Swissquote Bank: Trade optimism reins

Swissquote Bank: Trade optimism reins

The week started on a quiet note in the US and with some weakness in Europe, where many were off due to a religious holiday. But futures are in positive territory this morning as traders return to their desks.

One of the main drivers of optimism is the renewed momentum in US/China trade talks. The first day of the second round of negotiations reportedly went relatively well. There hasn’t been a breakthrough yet, and the talks in London continue today. Still, rumours are circulating that the US may be willing to make concessions on tech exports in exchange for China easing restrictions on rare earth metal exports.

VanEck’s Rare Earth and Strategic Metals ETF rose another 2.8% on Monday. Meanwhile, Hong Kong’s Hang Seng Index looks poised to retest its March peak, with potential to extend gains if trade news is supportive. The index still trades at a 22% discount to its 2021 peak and 27% below its 2018 high, leaving ample room for upside.

In energy markets, trade optimism is helping US crude break through a key Fibonacci support level. The barrel is edging above the $65.35 mark, representing the 38.2% retracement of this year’s rally. A sustained move above this level could signal the start of a medium-term bullish consolidation, with potential to push toward $68. However, higher supply could eventually cap gains near the $68–$70 range.

By contrast, traditional safe havens such as gold and the Swiss franc are softer, while the US dollar is better bid in Asia. The EURUSD has dipped below the 1.14 mark, the USDJPY briefly traded above 145, while the trade- and China-sensitive Aussie dollar is holding above 65 cents. Progress in trade talks should support further risk-on sentiment. Any disappointment, however, could jolt markets.

The economic calendar is light in the US today, ahead of Wednesday’s crucial CPI release. As a result, markets will remain focused on trade developments.

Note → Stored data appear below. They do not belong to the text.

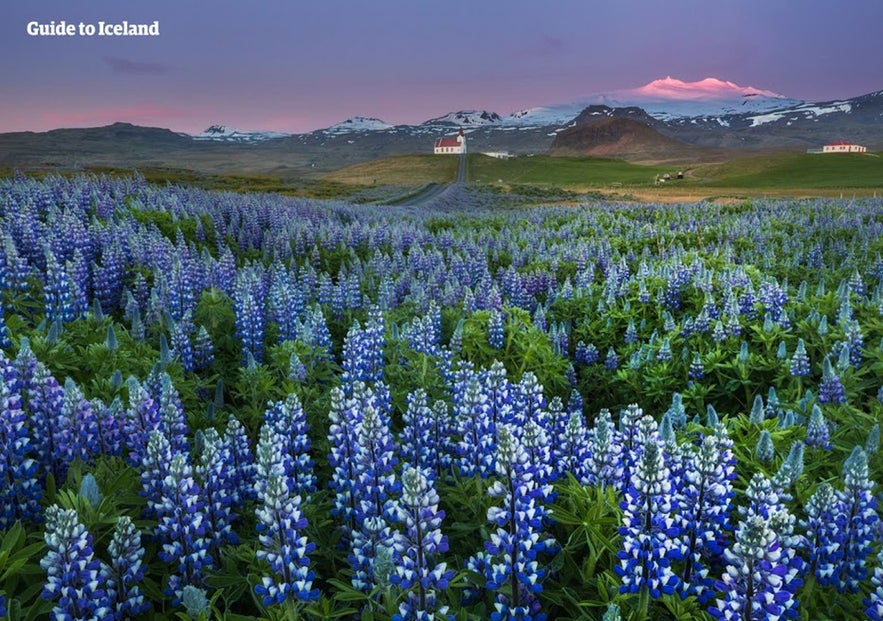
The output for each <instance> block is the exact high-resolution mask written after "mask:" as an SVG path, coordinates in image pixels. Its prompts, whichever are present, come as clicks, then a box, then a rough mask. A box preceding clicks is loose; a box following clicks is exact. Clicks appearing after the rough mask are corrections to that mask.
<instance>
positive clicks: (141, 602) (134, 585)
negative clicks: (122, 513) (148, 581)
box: [107, 515, 150, 620]
mask: <svg viewBox="0 0 883 621" xmlns="http://www.w3.org/2000/svg"><path fill="white" fill-rule="evenodd" d="M107 552H108V555H109V556H110V558H111V567H110V576H111V582H112V584H113V595H114V597H113V608H114V612H115V613H116V618H117V619H120V620H122V619H130V618H132V617H137V616H139V615H142V614H144V613H145V612H147V611H148V610H150V602H147V601H145V599H144V593H143V592H142V591H141V586H140V585H141V582H142V581H143V580H144V570H145V567H144V547H143V546H142V545H141V533H140V532H138V529H137V528H135V524H134V523H133V522H132V519H131V518H130V517H128V516H126V515H122V516H120V517H119V518H117V523H116V527H115V528H114V531H113V537H112V538H111V540H110V544H108V546H107Z"/></svg>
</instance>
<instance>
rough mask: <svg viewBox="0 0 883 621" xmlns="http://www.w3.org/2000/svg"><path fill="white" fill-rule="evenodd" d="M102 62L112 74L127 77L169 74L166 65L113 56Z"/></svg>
mask: <svg viewBox="0 0 883 621" xmlns="http://www.w3.org/2000/svg"><path fill="white" fill-rule="evenodd" d="M102 60H104V62H106V63H107V65H108V66H109V67H110V69H111V71H113V72H114V73H124V74H127V75H166V74H167V73H169V67H168V65H164V64H162V63H143V62H139V61H137V60H129V59H127V58H117V57H115V56H105V57H104V58H103V59H102Z"/></svg>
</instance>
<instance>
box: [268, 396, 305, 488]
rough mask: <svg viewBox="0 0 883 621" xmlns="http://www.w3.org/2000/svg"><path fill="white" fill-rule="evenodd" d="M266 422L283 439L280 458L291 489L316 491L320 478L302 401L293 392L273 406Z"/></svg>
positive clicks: (285, 483)
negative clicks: (312, 454)
mask: <svg viewBox="0 0 883 621" xmlns="http://www.w3.org/2000/svg"><path fill="white" fill-rule="evenodd" d="M264 421H265V423H266V424H268V425H270V426H271V427H272V428H273V430H274V431H275V432H276V434H277V437H279V438H281V442H282V444H281V446H280V447H279V450H280V452H281V454H280V456H279V457H280V458H281V459H282V460H283V463H284V470H285V474H286V475H287V476H288V480H287V481H286V482H285V484H286V486H287V487H288V490H289V491H290V492H291V493H292V494H294V495H298V494H310V493H312V492H314V491H316V476H315V475H314V474H313V460H312V459H310V436H309V430H310V426H309V425H308V424H307V416H306V413H305V412H304V409H303V406H302V405H301V403H300V399H298V397H297V395H296V394H294V393H291V394H290V395H288V397H286V398H285V400H284V401H277V402H275V403H271V404H269V407H268V408H267V410H266V412H264Z"/></svg>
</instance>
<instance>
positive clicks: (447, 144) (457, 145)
mask: <svg viewBox="0 0 883 621" xmlns="http://www.w3.org/2000/svg"><path fill="white" fill-rule="evenodd" d="M434 153H435V154H436V155H438V154H443V155H446V154H460V153H466V134H465V133H464V132H463V129H462V128H461V129H460V133H458V134H457V135H456V136H454V137H445V138H439V139H438V140H436V141H435V150H434Z"/></svg>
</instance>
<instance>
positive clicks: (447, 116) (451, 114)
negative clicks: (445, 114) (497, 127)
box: [421, 110, 503, 129]
mask: <svg viewBox="0 0 883 621" xmlns="http://www.w3.org/2000/svg"><path fill="white" fill-rule="evenodd" d="M502 121H503V119H502V117H500V115H499V114H497V113H496V112H488V111H487V110H460V111H458V112H449V113H448V114H446V115H444V116H440V117H438V118H434V119H429V120H428V121H424V122H423V123H421V125H433V126H438V125H448V126H455V127H463V128H465V129H469V128H472V127H485V126H487V125H499V124H500V123H501V122H502Z"/></svg>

Importantly, positive trade headlines could help offset any negative surprises in tomorrow’s inflation print, which is expected to reflect mounting price pressures in the US—partly due to higher tariff-related costs.

The US 2-year yield is consolidating near 4%, while the 30-year yield is softer ahead of Thursday’s key auction. Whether the nearly 5% yield on 30-year paper attracts sufficient demand remains to be seen, particularly as many investors have shifted toward shorter maturities amid budget uncertainties. A weak auction could drive long-term borrowing costs higher and refocus attention on ballooning US debt. That, in turn, could renew demand for alternatives—even in a risk-on environment.

Gold is one such alternative, but investor interest in precious metals is now extending beyond gold. Silver and platinum have both seen impressive rallies. Platinum is up around 15% so far this month, and more than 30% since April. Gold’s strength is certainly a tailwind for sister metals like silver and platinum—platinum ETFs saw a 300% year-over-year surge in investment demand in Q1.

But the story goes deeper. The platinum market remains tight, and a second consecutive annual deficit is expected. The World Platinum Investment Council forecasts a shortfall of nearly 1 million ounces this year. As a result, borrowing costs for the metal have surged above 13%—compared to a typical near-zero rate.

Meanwhile, demand continues to rise, particularly from hybrid car manufacturers who use platinum in catalytic converters. Jewellery demand is also increasing, as jewellers pivot away from expensive gold. At current levels, platinum still trades nearly 50% below its 2008 peak and may appeal to investors looking to diversify away from high-priced gold.

In equities, Apple unveiled its new “Liquid Glass” interface at its Worldwide Developers Conference, focusing on design rather than AI or core technology—another sign the company may be falling behind in the AI race. So far, Apple has been given breathing room, partly due to its brand power.

But a continued lack of innovation on the tech front could cost the company its leadership status, encouraging investors to rotate elsewhere. Apple shares have notably diverged from the rest of the so-called Magnificent Seven. Tech history is littered with fallen giants—Kodak and Nokia come to mind. Apple isn’t there yet, but it needs to act to stay in the top tier.

Elsewhere in tech, TSMC released its May sales figures this morning, reporting a strong 39.6% year-on-year gain. The stock rose in Taiwan on the news and may help lift Nvidia at the US open—especially amid hopes the US might relax certain chip export rules to China. Nvidia has had to halt shipments of China-specific chips due to those restrictions, so any progress on that front can’t come soon enough.